Festival de water-polo de Knysna annulé en raison d’un estuaire dangereux

Un important événement de water-polo scolaire à Knysna a été annulé après que des tests ont révélé des niveaux élevés de E. coli dans l’estuaire, rendant l’eau impropre à la baignade. L’annulation affecte 70 écoles et 1 600 joueurs, tout en portant un coup au tourisme local au milieu de crises persistantes en matière d’eau et d’égouts. Les organisateurs ont cité la pollution et la sécheresse comme facteurs clés.

Le Oakhill Waterfront Chukka Festival, un événement national de water-polo organisé à Knysna depuis 2011, a été annulé pour 2026 en raison de conditions d’eau dangereuses dans l’estuaire de Knysna. Des tests indépendants menés le 8 janvier 2026 ont montré des niveaux élevés de E. coli, avec des comptages atteignant 2 500 par 100 ml à Costa Sarda et 15 000 par 100 ml à Salt River – bien au-delà des directives sud-africaines pour les loisirs, qui fixent une limite de 240 par 100 ml pour une utilisation acceptable. Le festival, qui se déroule en février avec des épreuves pour les catégories U13, U15 et U19, attire habituellement 1 600 participants de 70 écoles et des milliers de visiteurs, stimulant l’économie locale grâce au tourisme. James Cross, directeur de l’Oakhill School, a indiqué dans un courriel que la décision tenait également compte de la grave pénurie d’eau dans la région, le barrage d’Akkerkloof étant à 15 % de sa capacité mi-janvier, ne laissant que des réserves limitées. Les parents ont exprimé une profonde déception. Sandra Pakulski, dont le fils devait participer pour sa dernière année, a déclaré : « C’était vraiment décevant quand ils ont tout annulé. » Le Greater Knysna Business Chamber Tourism Forum a signalé des pertes importantes, estimant 4 800 nuitées affectées et une enquête auprès de 21 entreprises révélant plus de 2,3 millions de rands de pertes de revenus directs dues aux annulations de réservations.

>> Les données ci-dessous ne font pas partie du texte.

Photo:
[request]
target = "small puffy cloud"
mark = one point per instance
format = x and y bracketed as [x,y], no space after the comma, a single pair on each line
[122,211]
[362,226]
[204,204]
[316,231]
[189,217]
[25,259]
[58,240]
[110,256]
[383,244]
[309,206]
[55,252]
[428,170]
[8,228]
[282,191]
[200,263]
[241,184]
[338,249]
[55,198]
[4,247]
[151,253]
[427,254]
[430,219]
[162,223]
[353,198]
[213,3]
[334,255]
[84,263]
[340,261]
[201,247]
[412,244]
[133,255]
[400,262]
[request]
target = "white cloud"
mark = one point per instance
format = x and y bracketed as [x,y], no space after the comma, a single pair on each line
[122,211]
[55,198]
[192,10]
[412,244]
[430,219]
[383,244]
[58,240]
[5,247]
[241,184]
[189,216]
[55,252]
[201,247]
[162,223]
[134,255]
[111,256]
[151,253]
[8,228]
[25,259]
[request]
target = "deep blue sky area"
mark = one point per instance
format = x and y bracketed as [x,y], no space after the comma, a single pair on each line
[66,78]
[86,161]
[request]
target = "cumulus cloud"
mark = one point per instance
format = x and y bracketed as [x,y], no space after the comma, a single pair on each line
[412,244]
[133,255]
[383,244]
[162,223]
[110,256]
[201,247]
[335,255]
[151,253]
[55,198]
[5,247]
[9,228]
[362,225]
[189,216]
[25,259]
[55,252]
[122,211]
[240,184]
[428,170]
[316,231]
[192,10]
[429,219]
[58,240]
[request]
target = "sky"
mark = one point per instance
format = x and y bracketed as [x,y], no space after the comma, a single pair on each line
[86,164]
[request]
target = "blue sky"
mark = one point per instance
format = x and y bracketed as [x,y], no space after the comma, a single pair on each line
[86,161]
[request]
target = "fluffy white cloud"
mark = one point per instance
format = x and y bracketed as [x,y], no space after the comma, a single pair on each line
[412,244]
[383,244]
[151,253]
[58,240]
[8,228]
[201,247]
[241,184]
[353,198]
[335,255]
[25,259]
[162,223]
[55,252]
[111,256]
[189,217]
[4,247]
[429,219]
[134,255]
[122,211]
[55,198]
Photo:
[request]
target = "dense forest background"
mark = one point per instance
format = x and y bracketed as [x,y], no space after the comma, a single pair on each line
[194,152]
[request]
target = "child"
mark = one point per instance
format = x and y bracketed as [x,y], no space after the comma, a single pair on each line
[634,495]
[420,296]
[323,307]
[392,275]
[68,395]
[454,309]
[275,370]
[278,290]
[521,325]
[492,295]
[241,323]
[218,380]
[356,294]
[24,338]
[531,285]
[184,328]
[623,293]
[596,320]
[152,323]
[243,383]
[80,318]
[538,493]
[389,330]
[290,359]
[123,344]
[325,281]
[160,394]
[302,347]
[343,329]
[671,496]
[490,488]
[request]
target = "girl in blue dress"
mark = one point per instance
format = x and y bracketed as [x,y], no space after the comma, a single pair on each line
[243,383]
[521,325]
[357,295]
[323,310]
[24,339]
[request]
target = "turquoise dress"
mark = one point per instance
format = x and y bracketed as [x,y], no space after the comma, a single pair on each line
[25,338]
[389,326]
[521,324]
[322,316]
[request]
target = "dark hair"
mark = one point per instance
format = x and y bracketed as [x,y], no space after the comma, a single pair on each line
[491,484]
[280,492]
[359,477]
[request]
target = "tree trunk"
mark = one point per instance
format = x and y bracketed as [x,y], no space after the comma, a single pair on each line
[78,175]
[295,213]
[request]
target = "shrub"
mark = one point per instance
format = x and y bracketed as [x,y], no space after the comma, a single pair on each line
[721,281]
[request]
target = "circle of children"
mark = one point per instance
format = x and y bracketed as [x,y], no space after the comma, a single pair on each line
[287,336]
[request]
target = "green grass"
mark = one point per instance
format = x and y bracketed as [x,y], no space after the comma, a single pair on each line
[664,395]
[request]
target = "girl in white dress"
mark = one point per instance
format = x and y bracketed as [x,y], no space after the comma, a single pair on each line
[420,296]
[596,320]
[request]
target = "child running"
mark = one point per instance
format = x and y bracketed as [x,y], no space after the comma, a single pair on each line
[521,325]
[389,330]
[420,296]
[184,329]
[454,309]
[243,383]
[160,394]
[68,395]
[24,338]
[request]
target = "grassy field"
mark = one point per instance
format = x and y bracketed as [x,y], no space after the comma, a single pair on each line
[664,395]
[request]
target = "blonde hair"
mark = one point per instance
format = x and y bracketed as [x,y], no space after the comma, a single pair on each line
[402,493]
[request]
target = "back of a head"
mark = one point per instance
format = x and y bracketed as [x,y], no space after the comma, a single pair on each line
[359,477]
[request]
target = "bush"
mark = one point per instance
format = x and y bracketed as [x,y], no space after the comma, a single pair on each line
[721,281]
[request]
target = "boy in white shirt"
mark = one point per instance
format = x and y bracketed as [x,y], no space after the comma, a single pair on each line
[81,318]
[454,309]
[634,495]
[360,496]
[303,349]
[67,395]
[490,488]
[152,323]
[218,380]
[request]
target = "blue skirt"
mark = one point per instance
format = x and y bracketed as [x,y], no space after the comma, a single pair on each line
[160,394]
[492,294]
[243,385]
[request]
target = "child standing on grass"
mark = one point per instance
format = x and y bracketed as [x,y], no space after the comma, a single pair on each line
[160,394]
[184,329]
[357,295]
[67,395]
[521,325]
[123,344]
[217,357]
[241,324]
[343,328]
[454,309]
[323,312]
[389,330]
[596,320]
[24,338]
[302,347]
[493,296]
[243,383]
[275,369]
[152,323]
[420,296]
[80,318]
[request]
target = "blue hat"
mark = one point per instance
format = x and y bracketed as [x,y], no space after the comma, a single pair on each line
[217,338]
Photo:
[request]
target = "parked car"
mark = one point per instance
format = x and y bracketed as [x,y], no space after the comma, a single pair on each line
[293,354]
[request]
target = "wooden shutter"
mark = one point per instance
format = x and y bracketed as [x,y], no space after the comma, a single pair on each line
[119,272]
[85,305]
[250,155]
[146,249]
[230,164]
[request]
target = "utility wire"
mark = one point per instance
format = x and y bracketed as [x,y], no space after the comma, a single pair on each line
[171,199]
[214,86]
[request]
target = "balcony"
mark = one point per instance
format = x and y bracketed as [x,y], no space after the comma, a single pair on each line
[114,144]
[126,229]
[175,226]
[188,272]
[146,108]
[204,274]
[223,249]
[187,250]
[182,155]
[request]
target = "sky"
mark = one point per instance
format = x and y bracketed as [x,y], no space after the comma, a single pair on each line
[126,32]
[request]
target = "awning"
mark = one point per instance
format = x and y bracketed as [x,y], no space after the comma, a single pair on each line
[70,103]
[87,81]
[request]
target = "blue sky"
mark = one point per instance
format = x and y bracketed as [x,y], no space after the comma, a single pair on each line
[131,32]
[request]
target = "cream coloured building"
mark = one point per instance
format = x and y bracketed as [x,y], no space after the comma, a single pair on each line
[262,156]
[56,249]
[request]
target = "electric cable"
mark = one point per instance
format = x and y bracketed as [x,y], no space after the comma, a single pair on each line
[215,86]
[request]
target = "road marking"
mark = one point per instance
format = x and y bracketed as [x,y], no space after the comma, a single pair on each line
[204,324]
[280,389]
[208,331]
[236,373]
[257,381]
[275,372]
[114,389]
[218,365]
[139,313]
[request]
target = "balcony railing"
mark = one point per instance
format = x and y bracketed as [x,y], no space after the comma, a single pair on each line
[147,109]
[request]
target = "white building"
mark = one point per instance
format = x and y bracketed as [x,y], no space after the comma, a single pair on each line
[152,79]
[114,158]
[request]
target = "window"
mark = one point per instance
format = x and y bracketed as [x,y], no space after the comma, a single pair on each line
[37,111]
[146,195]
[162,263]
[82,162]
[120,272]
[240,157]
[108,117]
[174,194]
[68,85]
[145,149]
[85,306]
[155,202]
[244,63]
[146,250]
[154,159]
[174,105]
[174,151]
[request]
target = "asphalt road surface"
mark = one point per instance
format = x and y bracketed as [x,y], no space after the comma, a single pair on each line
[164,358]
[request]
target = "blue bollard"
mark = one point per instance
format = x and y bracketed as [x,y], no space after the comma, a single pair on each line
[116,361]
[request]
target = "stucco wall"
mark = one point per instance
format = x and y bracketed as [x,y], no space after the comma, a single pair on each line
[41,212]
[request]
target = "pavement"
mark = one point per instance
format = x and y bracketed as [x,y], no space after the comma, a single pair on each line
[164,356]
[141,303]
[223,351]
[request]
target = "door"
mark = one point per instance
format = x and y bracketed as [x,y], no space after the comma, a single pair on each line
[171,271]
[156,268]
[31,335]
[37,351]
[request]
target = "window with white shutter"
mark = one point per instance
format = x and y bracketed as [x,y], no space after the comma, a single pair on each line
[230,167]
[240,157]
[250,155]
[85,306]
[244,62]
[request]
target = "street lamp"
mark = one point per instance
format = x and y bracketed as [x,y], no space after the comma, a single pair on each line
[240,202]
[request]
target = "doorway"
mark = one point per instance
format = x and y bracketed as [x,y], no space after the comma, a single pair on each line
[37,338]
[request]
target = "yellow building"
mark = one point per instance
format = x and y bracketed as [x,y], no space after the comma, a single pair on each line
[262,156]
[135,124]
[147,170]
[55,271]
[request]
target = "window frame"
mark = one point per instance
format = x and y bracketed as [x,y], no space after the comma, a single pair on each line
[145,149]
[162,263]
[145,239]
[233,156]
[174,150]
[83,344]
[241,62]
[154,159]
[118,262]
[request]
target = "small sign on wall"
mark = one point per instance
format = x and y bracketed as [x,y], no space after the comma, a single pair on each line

Les responsables locaux se renvoient la balle. SANParks a clarifié qu’il gère l’estuaire mais pas les infrastructures d’égouts, qui relèvent de la municipalité de Knysna. La porte-parole du DA, Sharon Sabbagh, a imputé une « crise de gouvernance », tandis que le directeur municipal Regenald Wesso a déclaré que si certains sites respectaient les normes, d’autres non, et que la surveillance mensuelle par la Garden Route District Municipality se poursuit. Il a souligné la nécessité d’efforts coordonnés pour remédier aux déversements et aux défaillances des infrastructures. L’estuaire de Knysna a une valeur de conservation nationale, classé premier en Afrique du Sud pour la biodiversité globale. La scientifique marine Jessica Seath a averti que des indicateurs d’égouts comme la E. coli menacent son rôle de nurserie pour les espèces de poissons, soulignant la nécessité d’une meilleure protection.